Increase in Active Shooter Training Sessions After Mass Shootings

San Diego company offers bleeding control and other "uncomfortable" training sessions in light of mass shootings

In what some might call a sad sign of the times, bleeding control classes and active shooter training sessions could soon become as common as earthquake drills and learning CPR.

America's recent mass shootings have only underscored the importance of this particular form of preparedness, now taking shape with hands-on training sessions--such as the one held Thursday in a San Diego Gas & Electric conference room.

Dozens of security professionals with the San Diego chapter of ASIS, American Society For Industrial Security, held their monthly meeting with a 2-hour training devoted entirely to active shooter response and mass casualty triage.

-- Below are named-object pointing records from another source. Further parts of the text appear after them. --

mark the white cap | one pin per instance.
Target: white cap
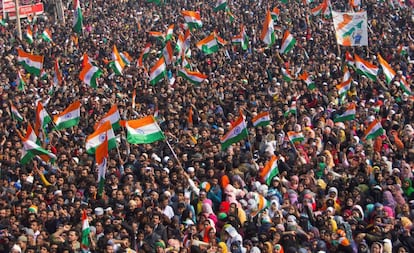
(99, 211)
(16, 248)
(231, 230)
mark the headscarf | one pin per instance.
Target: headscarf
(223, 246)
(408, 190)
(389, 200)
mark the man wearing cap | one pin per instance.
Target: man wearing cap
(231, 236)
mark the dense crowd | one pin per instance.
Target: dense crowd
(335, 191)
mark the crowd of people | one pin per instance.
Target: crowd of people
(335, 191)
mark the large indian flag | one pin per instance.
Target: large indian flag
(69, 117)
(15, 113)
(366, 68)
(220, 5)
(268, 30)
(348, 115)
(167, 52)
(144, 130)
(170, 32)
(351, 28)
(90, 74)
(98, 137)
(42, 117)
(261, 119)
(47, 35)
(192, 76)
(144, 54)
(85, 232)
(389, 73)
(288, 42)
(374, 130)
(118, 63)
(192, 19)
(237, 133)
(157, 71)
(31, 63)
(275, 13)
(77, 17)
(208, 45)
(270, 170)
(112, 116)
(295, 136)
(31, 149)
(308, 80)
(101, 157)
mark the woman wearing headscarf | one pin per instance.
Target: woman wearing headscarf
(408, 189)
(222, 247)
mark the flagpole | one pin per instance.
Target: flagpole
(174, 154)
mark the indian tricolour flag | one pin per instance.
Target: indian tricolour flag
(157, 71)
(15, 113)
(275, 14)
(374, 130)
(90, 74)
(295, 136)
(261, 119)
(31, 149)
(347, 74)
(348, 115)
(57, 75)
(29, 35)
(270, 170)
(288, 42)
(286, 75)
(208, 45)
(31, 63)
(21, 81)
(241, 38)
(144, 55)
(47, 35)
(85, 232)
(118, 63)
(69, 117)
(101, 157)
(144, 130)
(308, 80)
(349, 60)
(389, 73)
(220, 5)
(77, 17)
(268, 30)
(126, 58)
(292, 109)
(42, 117)
(192, 76)
(222, 42)
(351, 28)
(366, 68)
(167, 52)
(158, 35)
(170, 32)
(192, 19)
(343, 88)
(405, 86)
(98, 137)
(112, 116)
(237, 133)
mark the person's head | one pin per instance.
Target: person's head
(73, 236)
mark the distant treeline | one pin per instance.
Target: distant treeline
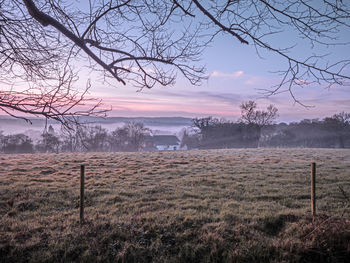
(254, 129)
(210, 133)
(82, 138)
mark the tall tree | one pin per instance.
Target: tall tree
(147, 42)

The security professionals in attendance represent some of our area's largest companies and organizations.

ASIS San Diego Chapter President Matt Klock organized the training session after returning home from the Route 91 Harvest Music Festival in Las Vegas where he witnessed the horror of the shooting first hand.

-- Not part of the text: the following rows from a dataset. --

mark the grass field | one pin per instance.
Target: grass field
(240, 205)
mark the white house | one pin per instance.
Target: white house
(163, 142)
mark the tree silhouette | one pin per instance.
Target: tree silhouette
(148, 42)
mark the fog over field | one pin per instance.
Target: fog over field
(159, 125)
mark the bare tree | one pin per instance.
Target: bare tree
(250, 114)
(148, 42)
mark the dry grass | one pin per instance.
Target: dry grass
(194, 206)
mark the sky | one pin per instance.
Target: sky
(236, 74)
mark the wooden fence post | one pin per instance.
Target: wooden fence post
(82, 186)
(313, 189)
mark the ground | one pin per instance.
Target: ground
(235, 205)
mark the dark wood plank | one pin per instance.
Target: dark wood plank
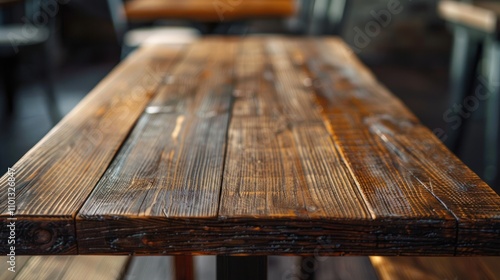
(55, 177)
(283, 161)
(321, 159)
(211, 11)
(434, 268)
(171, 165)
(418, 155)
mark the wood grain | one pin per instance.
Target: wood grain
(74, 267)
(419, 158)
(435, 268)
(55, 177)
(255, 146)
(171, 165)
(481, 15)
(211, 11)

Attendees all applied tourniquets to their arms and neighbors' arms and then packed holes, similar to a bullet wound, with gauze.

The training run by Phokus Research Group is in itself proof of changing times.

Rob Hanna, who retired from Navy Special Operations, initially started the company to outfit our troops overseas in war with top of the line trauma kits. But now is working with local governments, businesses, and even schools.

"So you bring the conversation up with your family, you ask your kids, your spouse, 'What do we do if we hear gunfire?'" said Hanna. "You ask your co-workers 'What do we do if we're in the office and, God forbid, we hear gunfire, what's the plan?'"

The Phokus training team helps deliver the answers to those questions with expertise and products originally meant for the front lines of battlefields, but now all-too applicable at home.